NAME
Text::ANSI::Fold - Text folding library supporting ANSI terminal sequence and Asian wide characters with prohibition character handling.
VERSION
Version 2.27
SYNOPSIS
use Text::ANSI::Fold qw(ansi_fold);
($folded, $remain) = ansi_fold($text, $width, [ option ]);
use Text::ANSI::Fold;
my $f = Text::ANSI::Fold->new(width => 80, boundary => 'word');
$f->configure(ambiguous => 'wide');
($folded, $remain) = $f->fold($text);
use Text::ANSI::Fold;
while (<>) {
print join "\n",
Text::ANSI::Fold->new(width => 40, text => $_)->chops;
}
use Text::ANSI::Fold qw(:constants);
my $fold = Text::ANSI::Fold->new(
width => 70,
boundary => 'word',
linebreak => LINEBREAK_ALL,
runin => 4,
runout => 4,
);
DESCRIPTION
Text::ANSI::Fold provides capability to divide a text into two parts by given width. Text can include ANSI terminal sequences and the width is calculated by its visible representation. If the text is divided in the middle of colored region, reset sequence is appended to the former text, and color recover sequence is inserted before the latter string.
This module also support Unicode Asian full-width and non-spacing combining characters properly. Japanese text formatting with head-or-end of line prohibition character is also supported. Set the linebreak mode to enable it.
Since the overhead of ANSI escape sequence handling is not significant when the data does not include them, this module can be used for normal text processing with small penalty.
ansi_fold
Use exported ansi_fold function to fold original text, with number of visual columns you want to cut off the text.
($folded, $remain, $w) = ansi_fold($text, $width);
It returns a pair of strings; first one is folded text, and second is the rest.

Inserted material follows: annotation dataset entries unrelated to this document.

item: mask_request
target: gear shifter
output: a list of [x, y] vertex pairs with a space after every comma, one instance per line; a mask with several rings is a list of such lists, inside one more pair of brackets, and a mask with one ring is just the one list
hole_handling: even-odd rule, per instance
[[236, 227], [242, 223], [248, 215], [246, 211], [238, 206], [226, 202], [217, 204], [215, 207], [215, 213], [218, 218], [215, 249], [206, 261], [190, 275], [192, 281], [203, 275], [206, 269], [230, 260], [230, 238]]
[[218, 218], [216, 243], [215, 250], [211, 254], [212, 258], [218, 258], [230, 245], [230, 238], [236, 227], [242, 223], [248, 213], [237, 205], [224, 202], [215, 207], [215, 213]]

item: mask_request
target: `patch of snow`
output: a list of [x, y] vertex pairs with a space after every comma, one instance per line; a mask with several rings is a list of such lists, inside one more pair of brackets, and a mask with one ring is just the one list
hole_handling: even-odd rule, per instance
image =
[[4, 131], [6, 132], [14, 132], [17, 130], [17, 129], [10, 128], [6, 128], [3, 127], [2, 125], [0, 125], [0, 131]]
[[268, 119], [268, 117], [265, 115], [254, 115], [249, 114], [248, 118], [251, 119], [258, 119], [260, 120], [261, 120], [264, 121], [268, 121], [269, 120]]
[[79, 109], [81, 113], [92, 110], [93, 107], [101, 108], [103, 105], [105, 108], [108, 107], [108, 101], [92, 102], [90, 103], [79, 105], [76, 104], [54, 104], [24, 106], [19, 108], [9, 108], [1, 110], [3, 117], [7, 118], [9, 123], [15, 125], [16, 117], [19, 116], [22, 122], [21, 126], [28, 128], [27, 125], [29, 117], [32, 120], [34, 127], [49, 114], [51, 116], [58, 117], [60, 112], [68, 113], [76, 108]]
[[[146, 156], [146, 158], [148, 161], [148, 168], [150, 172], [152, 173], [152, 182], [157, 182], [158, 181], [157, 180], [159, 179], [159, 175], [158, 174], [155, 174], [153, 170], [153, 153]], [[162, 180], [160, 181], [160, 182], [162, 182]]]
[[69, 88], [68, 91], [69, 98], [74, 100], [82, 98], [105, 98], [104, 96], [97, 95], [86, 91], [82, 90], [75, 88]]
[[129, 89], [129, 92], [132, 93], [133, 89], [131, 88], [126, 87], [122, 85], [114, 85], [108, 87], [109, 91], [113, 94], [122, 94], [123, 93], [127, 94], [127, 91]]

Additional third result is visual width of the folded text. It is not always same as given width, and you may want to know how many columns returned string takes for further processing.
Negative width value is taken as unlimited. So the string is never folded, but you can use this to expand tabs and to get visual string width.
This function returns at least one character in any situation. If you provide Asian wide string and just one column as width, it trims off the first wide character even if it does not fit to given width.
configure
Default parameter can be set by configure class method:
Text::ANSI::Fold->configure(width => 80, padding => 1);
Then you don't have to pass second argument.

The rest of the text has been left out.